VASISTHA viz The Archaeogenetics Blog ::
Steppe-->Brahmin? Final evidence against Harvard's claim
I received a reply from Harvard's Dr. David Reich to the mail I had sent (check previous post comments).
Hi Ashish,
The Z-scores are formal tests for model fit – appropriately calibrated by a block jackknife – and the tail of large Z-scores are simply reflecting the reality of model failure.
What the analyses are showing is that the “Indian Cline” is in fact best modeled as a two-dimensional cloud not a one-dimensional gradient: a mixture of three source populations that cannot be simplified to a mixture of two source populations as we had done in previous modeling for example in Reich et al. Nature 2019.
As such, what our enrichment analyses are showing is simply that the groups of traditionally priestly status tend to be enriched for the Steppe-related source population after controlling for the proportions from the other two.
Yours, David
I will address these points in this analysis post. This will be final evidence to disprove the confident Steppe--->Brahmin causality claim made in the study.
Let us make a new model to study excess steppe ancestry based on the qpAdm ancestries of the 140 modern populations studied in Narasimhan et al 2019 [1](
the study). For the purpose of this analysis, we will ignore the bad qpAdm p-values in the study and assume that the models and ancestry estimates provided are accurate for all 140 populations, although some are clearly not.
We will assume that a 2 source ANI ASI model is accurate for modeling all modern South Asians.
ANI = a IVC + (1-a) Steppe
ASI = b AHG+ (1-b) IVC
where
ANI is Ancestral North Indian
ASI is Ancestral South Asian
a is ancestry coefficient of IVC ancestry (or Indus Periphery) in ANI
b is ancestry coefficient of AHG in ASI
0<=a,b<=1
Our main aim is to use the qpAdm coefficients for each population, and by keeping the AHG and IVC ancestries the same as the qpAdm model (thereby fixing the amount of steppe, which will be different than the qpAdm model) but varying a,b in such a fashion that the overall errors in the 140 groups are minimized.

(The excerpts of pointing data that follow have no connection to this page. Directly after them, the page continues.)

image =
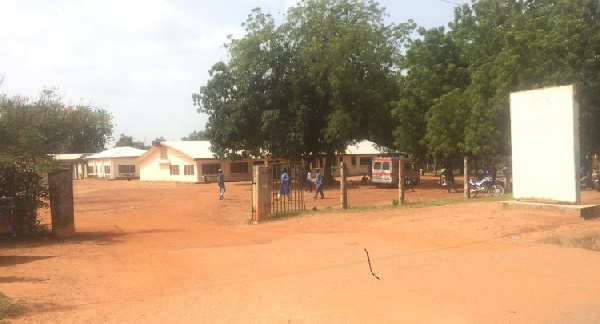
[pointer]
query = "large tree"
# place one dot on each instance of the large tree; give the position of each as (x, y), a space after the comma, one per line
(434, 67)
(324, 78)
(47, 125)
(520, 45)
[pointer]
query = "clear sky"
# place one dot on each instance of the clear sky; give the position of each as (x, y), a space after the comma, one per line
(141, 60)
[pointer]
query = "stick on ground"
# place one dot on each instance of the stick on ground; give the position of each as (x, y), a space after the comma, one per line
(371, 268)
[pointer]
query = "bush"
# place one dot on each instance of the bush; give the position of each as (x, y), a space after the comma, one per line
(21, 179)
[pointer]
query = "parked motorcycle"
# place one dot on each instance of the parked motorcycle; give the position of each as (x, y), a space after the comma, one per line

let G be one of the 140 modern groups.
G = e.ANI + f.ASI; 0<=e,f<=1 & e+f=1
G = ea.IVCN + eb.Steppe + fc.IVCS + fd.AHG
ea + fc = qpAdm IVC estimate for group G
fd = qpAdm AHG estimate for group G
IVCN = IVC ancestry type from ANI part
IVCS =IVC ancestry type from ASI part
For easier understanding, let me explain it with kalash.
qpAdm for Kalash: 0.123 AHG + .599IVC + 0.278 Steppe
we can write it as
where (1-b)/b is the ratio of IVC to AHG ancestry in ASI, and (1-a)/a is the ratio of Steppe/IVC ancestry in ANI.
If both these ratios are 0.4, it would mean
ASI = 71.24% AHG + 28.76%IVC
and ANI = 71.24%IVC + 28.76% Steppe
and Kalash would become
0.123 AHG + 0.0492 IVCS + 0.5498 IVCN + 0.2199 Steppe.
We can see that the steppe component of 0.2199 is less than the qpAdm estimate of 0.278. ie the model predicts that the ANI for Kalash had a higher steppe component than what we chose. This difference of 0.0581 is the fit error for this group for this particular choice of ratios.
Fitting all 140 Groups with the ANI-ASI model
For a particular set of ratios (1-a)/a and (1-b)/b, we will get a set of 140 fit errors for 140 different groups. We can now vary both the ratios and come to a final choice of ratios at which the sum squared of the 140 fit errors is minimized. We also place the constraint that none of the 4 ancestry coefficients can be negative.
This can be done via Excel VBA macro, or more simply by using the solver plugin in excel.
The error minimizing algorithm gives the result for IVC/AHG ratio in ASI as 0.421 and that of Steppe/IVC in ANI as 0.372. ie ANI = 72.9% IVC + 27.1% Steppe and ASI = 70.36% AHG and 29.64%.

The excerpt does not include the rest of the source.